The brokerage maintains a positive view on R R Kabel with a BUY rating, setting a target price of Rs. 1,964, implying around 25 percent  upside from the price of Rs. 1,571 and up to 10 percent upside potential from the current price of Rs. 1797 per share  It has raised earnings estimates by 8–9 percent  for the coming years, supported by strong volume growth and margin improvement. The brokerage expects revenue, EBITDA, and PAT CAGR of ~17.8 percent , 21.5 percent , and 21.4 percent  over FY26–28, driven by cable expansion, operating leverage, and steady demand outlook.

Strong Performance Backed by Demand

R R Kabel delivered a strong Q4FY26 performance with revenue rising 33.7 percent  YoY to Rs. 2964.1 Crores, supported by both domestic and export demand. EBITDA grew 34.6 percent  YoY to Rs. 261.7 Crores, while PAT increased 30.1 percent  YoY to Rs. 168 Crores . For the full year FY26, revenue grew 27.6 percent  to Rs. 9.722.4 Crores, and PAT rose 64.1 percent  to Rs. 511.2Crores. The wires and cables segment remained the main contributor, growing 36.3 percent  YoY in the quarter, while exports increased 39.2 percent  YoY, contributing 25 percent  of total revenue.

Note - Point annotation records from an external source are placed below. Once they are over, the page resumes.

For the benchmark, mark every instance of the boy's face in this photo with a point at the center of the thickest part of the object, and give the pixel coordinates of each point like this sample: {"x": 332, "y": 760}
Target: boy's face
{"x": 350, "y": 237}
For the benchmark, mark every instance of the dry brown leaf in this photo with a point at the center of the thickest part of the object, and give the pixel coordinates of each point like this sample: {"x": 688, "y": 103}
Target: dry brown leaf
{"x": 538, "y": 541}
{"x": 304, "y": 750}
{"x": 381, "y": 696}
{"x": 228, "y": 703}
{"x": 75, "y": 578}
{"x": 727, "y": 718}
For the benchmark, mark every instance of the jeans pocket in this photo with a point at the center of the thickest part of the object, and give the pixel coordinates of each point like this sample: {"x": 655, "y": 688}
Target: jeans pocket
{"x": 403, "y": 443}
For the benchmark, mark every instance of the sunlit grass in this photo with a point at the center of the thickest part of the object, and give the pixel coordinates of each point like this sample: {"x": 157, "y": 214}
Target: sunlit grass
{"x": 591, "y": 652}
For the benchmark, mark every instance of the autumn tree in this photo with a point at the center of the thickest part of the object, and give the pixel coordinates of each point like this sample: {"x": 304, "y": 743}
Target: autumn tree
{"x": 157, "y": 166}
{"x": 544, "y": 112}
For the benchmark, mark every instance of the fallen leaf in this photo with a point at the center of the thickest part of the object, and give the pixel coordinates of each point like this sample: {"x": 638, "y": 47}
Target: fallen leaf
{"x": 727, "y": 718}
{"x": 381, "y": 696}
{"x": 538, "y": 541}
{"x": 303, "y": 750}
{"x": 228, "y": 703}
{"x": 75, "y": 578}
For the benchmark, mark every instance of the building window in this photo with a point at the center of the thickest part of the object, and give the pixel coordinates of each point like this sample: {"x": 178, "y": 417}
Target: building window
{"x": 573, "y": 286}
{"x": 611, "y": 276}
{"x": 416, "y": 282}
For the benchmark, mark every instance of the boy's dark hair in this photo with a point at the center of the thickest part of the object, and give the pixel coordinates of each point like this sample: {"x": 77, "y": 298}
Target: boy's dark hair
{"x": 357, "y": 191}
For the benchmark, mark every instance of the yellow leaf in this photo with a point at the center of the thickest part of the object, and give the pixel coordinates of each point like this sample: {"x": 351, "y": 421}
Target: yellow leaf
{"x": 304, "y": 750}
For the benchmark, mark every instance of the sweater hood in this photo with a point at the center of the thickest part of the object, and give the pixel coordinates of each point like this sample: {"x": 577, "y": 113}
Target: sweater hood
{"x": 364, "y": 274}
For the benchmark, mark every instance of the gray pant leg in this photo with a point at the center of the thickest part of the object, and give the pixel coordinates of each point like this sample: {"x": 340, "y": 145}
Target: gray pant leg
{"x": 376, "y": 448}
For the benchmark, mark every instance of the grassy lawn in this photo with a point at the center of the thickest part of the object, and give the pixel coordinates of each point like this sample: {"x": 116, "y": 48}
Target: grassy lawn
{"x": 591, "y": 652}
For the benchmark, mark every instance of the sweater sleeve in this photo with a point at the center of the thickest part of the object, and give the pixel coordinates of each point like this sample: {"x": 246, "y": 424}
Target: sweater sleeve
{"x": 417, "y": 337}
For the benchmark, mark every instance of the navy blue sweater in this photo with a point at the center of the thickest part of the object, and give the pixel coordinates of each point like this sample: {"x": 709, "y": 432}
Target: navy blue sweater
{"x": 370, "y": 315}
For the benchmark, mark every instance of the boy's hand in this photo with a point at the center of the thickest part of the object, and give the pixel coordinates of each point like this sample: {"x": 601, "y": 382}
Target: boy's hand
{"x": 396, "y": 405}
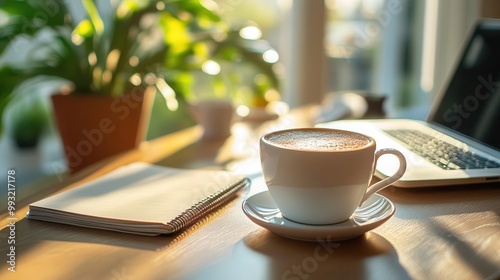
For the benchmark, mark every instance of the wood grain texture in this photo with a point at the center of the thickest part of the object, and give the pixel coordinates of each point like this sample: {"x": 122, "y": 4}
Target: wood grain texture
{"x": 443, "y": 233}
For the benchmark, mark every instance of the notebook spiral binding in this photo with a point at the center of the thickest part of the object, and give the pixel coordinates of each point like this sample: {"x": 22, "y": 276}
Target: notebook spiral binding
{"x": 209, "y": 203}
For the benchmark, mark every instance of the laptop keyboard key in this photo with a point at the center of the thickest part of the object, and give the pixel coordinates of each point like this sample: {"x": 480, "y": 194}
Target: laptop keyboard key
{"x": 441, "y": 153}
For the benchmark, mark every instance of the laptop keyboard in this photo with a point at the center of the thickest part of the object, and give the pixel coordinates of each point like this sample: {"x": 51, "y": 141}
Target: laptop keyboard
{"x": 439, "y": 152}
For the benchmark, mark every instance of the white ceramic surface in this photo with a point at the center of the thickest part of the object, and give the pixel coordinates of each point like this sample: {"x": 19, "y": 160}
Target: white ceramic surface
{"x": 321, "y": 186}
{"x": 262, "y": 210}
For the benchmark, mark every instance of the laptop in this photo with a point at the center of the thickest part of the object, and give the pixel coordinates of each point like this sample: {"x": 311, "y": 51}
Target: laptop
{"x": 459, "y": 142}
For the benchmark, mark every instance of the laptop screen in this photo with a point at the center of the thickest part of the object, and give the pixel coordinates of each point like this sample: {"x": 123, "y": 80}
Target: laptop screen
{"x": 471, "y": 102}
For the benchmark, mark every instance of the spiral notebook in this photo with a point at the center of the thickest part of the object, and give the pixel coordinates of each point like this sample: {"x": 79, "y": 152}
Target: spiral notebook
{"x": 141, "y": 198}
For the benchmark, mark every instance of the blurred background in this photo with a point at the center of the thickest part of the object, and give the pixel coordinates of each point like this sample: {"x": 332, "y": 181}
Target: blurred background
{"x": 398, "y": 50}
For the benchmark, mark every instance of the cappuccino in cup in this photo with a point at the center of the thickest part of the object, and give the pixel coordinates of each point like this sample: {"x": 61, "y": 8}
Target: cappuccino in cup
{"x": 320, "y": 176}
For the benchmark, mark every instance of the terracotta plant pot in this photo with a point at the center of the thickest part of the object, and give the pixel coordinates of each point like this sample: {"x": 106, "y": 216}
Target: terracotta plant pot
{"x": 95, "y": 127}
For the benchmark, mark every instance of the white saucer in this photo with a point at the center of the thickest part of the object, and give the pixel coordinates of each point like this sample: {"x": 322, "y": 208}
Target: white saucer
{"x": 262, "y": 210}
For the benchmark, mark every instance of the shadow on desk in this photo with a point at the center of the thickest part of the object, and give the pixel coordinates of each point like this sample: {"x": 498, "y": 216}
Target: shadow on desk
{"x": 268, "y": 256}
{"x": 439, "y": 201}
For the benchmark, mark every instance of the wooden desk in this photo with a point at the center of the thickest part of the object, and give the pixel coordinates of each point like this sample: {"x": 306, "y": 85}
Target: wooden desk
{"x": 446, "y": 233}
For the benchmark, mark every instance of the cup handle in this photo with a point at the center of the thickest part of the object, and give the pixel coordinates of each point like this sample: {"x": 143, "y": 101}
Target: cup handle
{"x": 389, "y": 180}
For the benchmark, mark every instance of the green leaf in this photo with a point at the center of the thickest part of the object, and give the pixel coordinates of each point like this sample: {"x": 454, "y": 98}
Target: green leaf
{"x": 95, "y": 18}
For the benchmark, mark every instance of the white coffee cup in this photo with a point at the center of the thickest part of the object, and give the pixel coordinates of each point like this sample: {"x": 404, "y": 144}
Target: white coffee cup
{"x": 319, "y": 175}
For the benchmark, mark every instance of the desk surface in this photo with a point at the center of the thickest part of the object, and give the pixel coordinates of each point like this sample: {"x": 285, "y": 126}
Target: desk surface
{"x": 445, "y": 233}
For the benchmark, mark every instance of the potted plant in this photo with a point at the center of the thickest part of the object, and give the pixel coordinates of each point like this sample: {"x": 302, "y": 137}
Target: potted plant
{"x": 110, "y": 58}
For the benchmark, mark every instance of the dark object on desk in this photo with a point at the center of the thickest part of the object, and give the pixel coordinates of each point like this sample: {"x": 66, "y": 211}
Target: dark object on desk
{"x": 141, "y": 198}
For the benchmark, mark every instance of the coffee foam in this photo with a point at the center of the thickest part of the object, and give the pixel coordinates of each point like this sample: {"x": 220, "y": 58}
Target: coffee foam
{"x": 318, "y": 140}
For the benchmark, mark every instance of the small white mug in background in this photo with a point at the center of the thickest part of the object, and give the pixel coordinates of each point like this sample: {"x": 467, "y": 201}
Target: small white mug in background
{"x": 319, "y": 175}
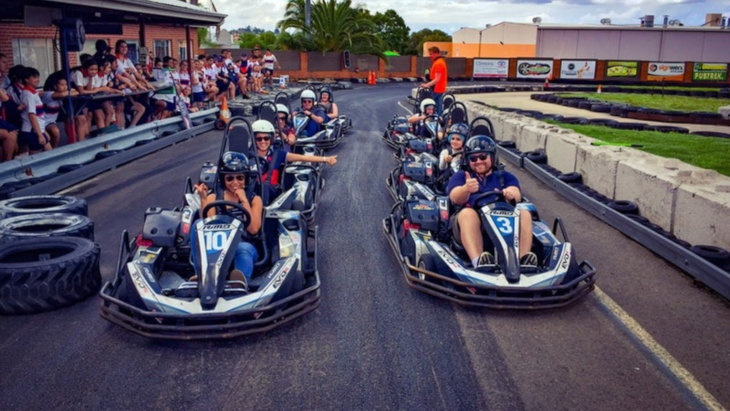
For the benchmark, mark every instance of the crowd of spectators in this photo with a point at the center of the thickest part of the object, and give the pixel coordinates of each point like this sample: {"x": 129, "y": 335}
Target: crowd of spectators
{"x": 109, "y": 92}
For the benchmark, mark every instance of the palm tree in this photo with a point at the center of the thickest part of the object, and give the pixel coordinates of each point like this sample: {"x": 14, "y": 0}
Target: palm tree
{"x": 335, "y": 26}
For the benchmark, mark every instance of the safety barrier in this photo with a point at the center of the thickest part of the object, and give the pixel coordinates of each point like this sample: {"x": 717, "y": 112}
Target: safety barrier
{"x": 68, "y": 165}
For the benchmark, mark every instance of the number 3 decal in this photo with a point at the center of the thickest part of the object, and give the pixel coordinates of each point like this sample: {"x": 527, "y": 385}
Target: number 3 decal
{"x": 504, "y": 225}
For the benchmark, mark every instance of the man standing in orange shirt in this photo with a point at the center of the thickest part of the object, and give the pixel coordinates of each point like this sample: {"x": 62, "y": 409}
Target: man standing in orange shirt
{"x": 438, "y": 77}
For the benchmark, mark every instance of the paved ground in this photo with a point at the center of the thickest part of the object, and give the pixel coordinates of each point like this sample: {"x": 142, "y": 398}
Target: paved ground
{"x": 522, "y": 100}
{"x": 375, "y": 344}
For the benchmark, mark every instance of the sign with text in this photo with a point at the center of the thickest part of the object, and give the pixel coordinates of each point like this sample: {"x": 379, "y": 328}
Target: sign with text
{"x": 709, "y": 72}
{"x": 619, "y": 69}
{"x": 534, "y": 68}
{"x": 491, "y": 68}
{"x": 659, "y": 71}
{"x": 578, "y": 69}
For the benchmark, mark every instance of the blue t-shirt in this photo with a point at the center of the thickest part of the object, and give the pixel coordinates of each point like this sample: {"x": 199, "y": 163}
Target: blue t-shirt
{"x": 490, "y": 183}
{"x": 312, "y": 127}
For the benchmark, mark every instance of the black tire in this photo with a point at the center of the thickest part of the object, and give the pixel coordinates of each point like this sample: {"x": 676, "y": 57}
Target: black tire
{"x": 711, "y": 134}
{"x": 571, "y": 177}
{"x": 624, "y": 207}
{"x": 43, "y": 204}
{"x": 537, "y": 157}
{"x": 46, "y": 274}
{"x": 26, "y": 227}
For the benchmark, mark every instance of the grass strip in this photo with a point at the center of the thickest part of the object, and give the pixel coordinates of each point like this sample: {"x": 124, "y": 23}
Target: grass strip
{"x": 705, "y": 152}
{"x": 658, "y": 101}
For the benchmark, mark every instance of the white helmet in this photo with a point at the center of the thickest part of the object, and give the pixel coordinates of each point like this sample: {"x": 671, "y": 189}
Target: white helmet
{"x": 262, "y": 126}
{"x": 280, "y": 108}
{"x": 309, "y": 94}
{"x": 427, "y": 102}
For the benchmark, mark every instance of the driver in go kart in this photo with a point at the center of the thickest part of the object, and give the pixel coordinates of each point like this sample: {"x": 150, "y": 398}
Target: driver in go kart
{"x": 428, "y": 108}
{"x": 234, "y": 174}
{"x": 272, "y": 160}
{"x": 482, "y": 175}
{"x": 316, "y": 115}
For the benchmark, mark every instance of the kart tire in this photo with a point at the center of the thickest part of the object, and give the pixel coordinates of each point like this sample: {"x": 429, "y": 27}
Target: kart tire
{"x": 537, "y": 157}
{"x": 45, "y": 274}
{"x": 43, "y": 204}
{"x": 715, "y": 255}
{"x": 426, "y": 263}
{"x": 32, "y": 226}
{"x": 571, "y": 178}
{"x": 624, "y": 207}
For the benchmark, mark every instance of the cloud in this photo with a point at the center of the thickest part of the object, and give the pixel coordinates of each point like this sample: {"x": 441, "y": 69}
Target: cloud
{"x": 451, "y": 15}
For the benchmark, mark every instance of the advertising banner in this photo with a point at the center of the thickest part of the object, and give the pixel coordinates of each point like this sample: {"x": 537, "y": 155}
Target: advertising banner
{"x": 709, "y": 72}
{"x": 659, "y": 71}
{"x": 619, "y": 69}
{"x": 578, "y": 69}
{"x": 534, "y": 68}
{"x": 491, "y": 68}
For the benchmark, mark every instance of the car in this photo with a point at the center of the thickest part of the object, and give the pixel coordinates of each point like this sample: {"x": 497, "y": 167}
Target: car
{"x": 419, "y": 232}
{"x": 171, "y": 286}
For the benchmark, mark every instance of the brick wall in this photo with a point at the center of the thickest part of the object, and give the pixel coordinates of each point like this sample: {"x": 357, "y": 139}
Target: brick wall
{"x": 176, "y": 34}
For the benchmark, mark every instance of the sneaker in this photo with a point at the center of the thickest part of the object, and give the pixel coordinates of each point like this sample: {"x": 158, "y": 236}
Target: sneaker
{"x": 237, "y": 275}
{"x": 485, "y": 259}
{"x": 529, "y": 259}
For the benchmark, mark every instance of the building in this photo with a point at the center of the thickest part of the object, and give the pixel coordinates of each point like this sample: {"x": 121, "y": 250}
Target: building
{"x": 164, "y": 27}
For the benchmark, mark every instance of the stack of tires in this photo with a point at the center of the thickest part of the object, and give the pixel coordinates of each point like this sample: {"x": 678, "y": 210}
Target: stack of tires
{"x": 48, "y": 257}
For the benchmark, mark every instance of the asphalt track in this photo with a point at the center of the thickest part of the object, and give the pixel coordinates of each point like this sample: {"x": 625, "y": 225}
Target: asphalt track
{"x": 375, "y": 344}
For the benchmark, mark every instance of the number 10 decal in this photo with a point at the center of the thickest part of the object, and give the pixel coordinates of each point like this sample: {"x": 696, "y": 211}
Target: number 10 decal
{"x": 215, "y": 240}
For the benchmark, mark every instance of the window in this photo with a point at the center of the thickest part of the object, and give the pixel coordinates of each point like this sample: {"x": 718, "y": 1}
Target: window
{"x": 182, "y": 51}
{"x": 162, "y": 48}
{"x": 36, "y": 53}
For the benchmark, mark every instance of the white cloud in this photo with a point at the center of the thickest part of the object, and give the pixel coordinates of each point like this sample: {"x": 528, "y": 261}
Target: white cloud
{"x": 450, "y": 15}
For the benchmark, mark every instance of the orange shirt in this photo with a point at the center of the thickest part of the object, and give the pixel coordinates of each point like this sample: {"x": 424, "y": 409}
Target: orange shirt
{"x": 439, "y": 66}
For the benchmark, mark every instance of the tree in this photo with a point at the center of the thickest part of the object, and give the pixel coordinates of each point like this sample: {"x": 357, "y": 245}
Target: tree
{"x": 415, "y": 42}
{"x": 392, "y": 29}
{"x": 335, "y": 26}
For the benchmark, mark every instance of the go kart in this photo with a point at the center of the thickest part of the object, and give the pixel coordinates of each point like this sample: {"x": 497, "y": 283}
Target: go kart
{"x": 172, "y": 280}
{"x": 435, "y": 263}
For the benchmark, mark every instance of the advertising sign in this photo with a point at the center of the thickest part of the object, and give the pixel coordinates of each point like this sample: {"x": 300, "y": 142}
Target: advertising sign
{"x": 578, "y": 69}
{"x": 659, "y": 71}
{"x": 491, "y": 68}
{"x": 534, "y": 68}
{"x": 625, "y": 69}
{"x": 709, "y": 72}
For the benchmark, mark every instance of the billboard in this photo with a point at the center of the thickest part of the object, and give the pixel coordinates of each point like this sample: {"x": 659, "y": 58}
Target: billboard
{"x": 659, "y": 71}
{"x": 491, "y": 68}
{"x": 622, "y": 69}
{"x": 578, "y": 69}
{"x": 709, "y": 72}
{"x": 534, "y": 68}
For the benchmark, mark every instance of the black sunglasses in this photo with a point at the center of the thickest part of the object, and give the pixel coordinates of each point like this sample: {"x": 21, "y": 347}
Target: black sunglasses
{"x": 476, "y": 157}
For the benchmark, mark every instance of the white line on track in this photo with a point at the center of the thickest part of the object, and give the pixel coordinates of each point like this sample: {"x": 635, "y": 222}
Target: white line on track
{"x": 695, "y": 388}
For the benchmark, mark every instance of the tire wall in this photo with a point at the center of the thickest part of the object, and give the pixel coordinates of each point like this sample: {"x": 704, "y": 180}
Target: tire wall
{"x": 690, "y": 202}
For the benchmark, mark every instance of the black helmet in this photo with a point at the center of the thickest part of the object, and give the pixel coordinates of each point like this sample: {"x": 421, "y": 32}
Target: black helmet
{"x": 458, "y": 128}
{"x": 480, "y": 144}
{"x": 233, "y": 162}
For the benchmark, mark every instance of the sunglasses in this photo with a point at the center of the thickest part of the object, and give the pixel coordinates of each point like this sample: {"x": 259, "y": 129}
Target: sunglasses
{"x": 231, "y": 178}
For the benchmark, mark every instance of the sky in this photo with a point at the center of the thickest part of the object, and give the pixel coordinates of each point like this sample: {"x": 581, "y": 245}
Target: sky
{"x": 451, "y": 15}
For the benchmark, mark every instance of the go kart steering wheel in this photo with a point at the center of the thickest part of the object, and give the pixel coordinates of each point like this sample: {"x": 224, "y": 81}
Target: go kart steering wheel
{"x": 222, "y": 208}
{"x": 488, "y": 198}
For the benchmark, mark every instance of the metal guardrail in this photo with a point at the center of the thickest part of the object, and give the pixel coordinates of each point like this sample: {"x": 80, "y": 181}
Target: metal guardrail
{"x": 709, "y": 274}
{"x": 160, "y": 134}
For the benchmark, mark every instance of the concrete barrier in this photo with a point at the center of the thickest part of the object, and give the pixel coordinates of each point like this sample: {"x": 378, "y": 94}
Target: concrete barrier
{"x": 690, "y": 202}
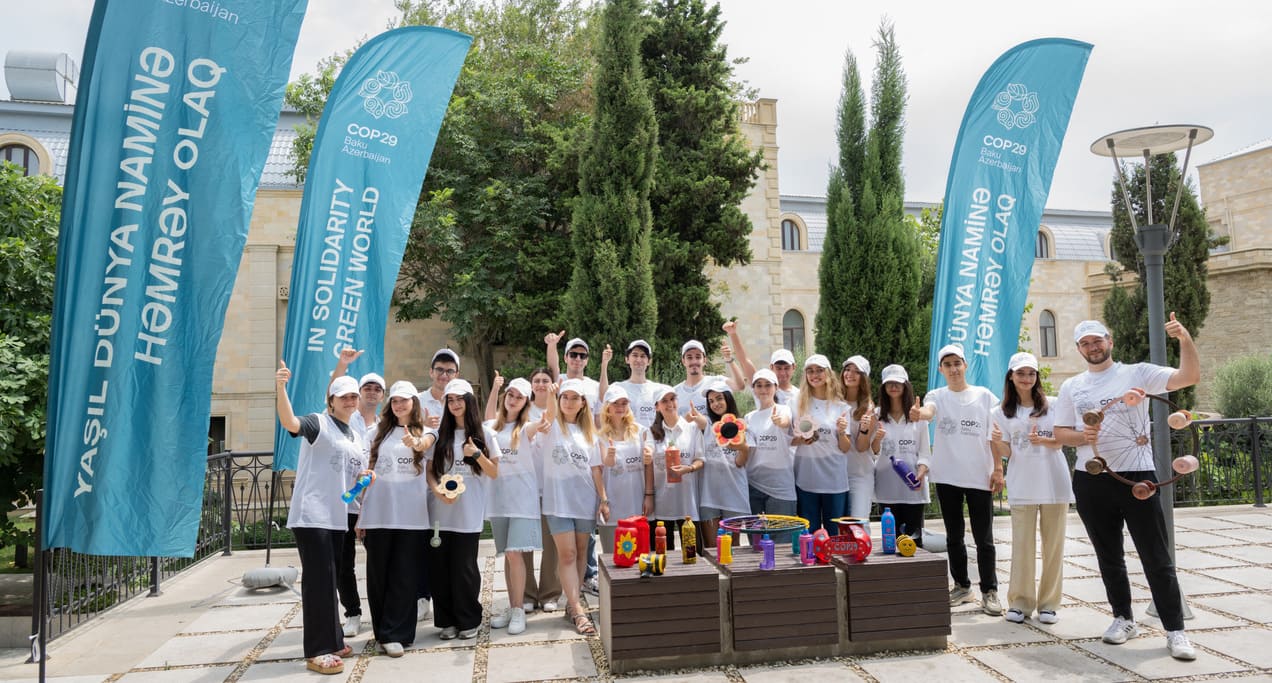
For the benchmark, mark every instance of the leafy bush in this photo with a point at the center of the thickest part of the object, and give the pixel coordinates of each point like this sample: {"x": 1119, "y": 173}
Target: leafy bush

Volume Growth and Future Guidance

The company reported ~10 percent  volume growth in Q4FY26 and ~16 percent  for FY26, with cables growing in high-teens and wires in single digits. Going ahead, management has guided for 16–18 percent  volume growth in FY27, supported by strong demand and high capacity utilization of around 90 percent . The share of cables in the mix is expected to increase from 27 percent  in FY26 to ~30 percent  in FY27, which is important for improving overall profitability.

Margins and Profitability Improvement

Margins have shown steady improvement, with EBITDA margin at 8.8 percent  in Q4FY26, while FY26 margin improved to 8.1 percent  from 6.4 percent  in FY25. The company is targeting around 300 basis points improvement in EBIT margin, aiming for ~9.5 percent  in FY27 and ~10.5 percent  by FY28 in the wires and cables segment. Gross margin stood at 18.6 percent  in Q4FY26, slightly lower by 100 basis points YoY, but overall profitability remains supported by better cost control and pricing actions.

Capex and Expansion Plans

R R Kabel has planned a total capital expenditure of Rs. 1,200 crore over FY26–28, of which Rs. 3.5 billion has already been spent in FY26. A significant portion of the remaining investment will be deployed in FY27. This capex will help the company expand into higher-capacity segments such as 220kV cables, supporting future growth. The expansion is aligned with rising demand and will also help improve operating leverage over time. 

FMEG Segment Progress

The FMEG segment reported revenue growth of 13.8 percent  YoY to Rs. 297.7 Crores  in Q4FY26. Although it continues to report losses (EBIT loss of Rs. 9.3 Crores), the losses are gradually stabilizing. The company is targeting 20–25 percent  growth in FY27 for this segment and expects it to move closer to break-even as scale improves and investments in distribution and branding continue. 

Export Exposure and Risks

Exports remained strong, growing ~33 percent  in FY26, but also posed a near-term risk. Around 40 percent  of exports come from the Middle East, which faced disruptions for 30–40 days during the year. While other regions remained stable, this concentration creates some uncertainty in the short term. However, the company expects exports to remain strong in the long run as it continues to expand its global presence.

Conclusion:

R R Kabel is expected to sustain its strong growth momentum, supported by healthy demand across its core businesses and continued capacity expansion. The company’s improving operational efficiency and focus on higher-value segments are likely to support profitability over time. While some external uncertainties, particularly related to exports, may create short-term fluctuations, the overall business outlook remains steady. Strengthening return ratios and disciplined execution further reinforce confidence in its long-term growth trajectory.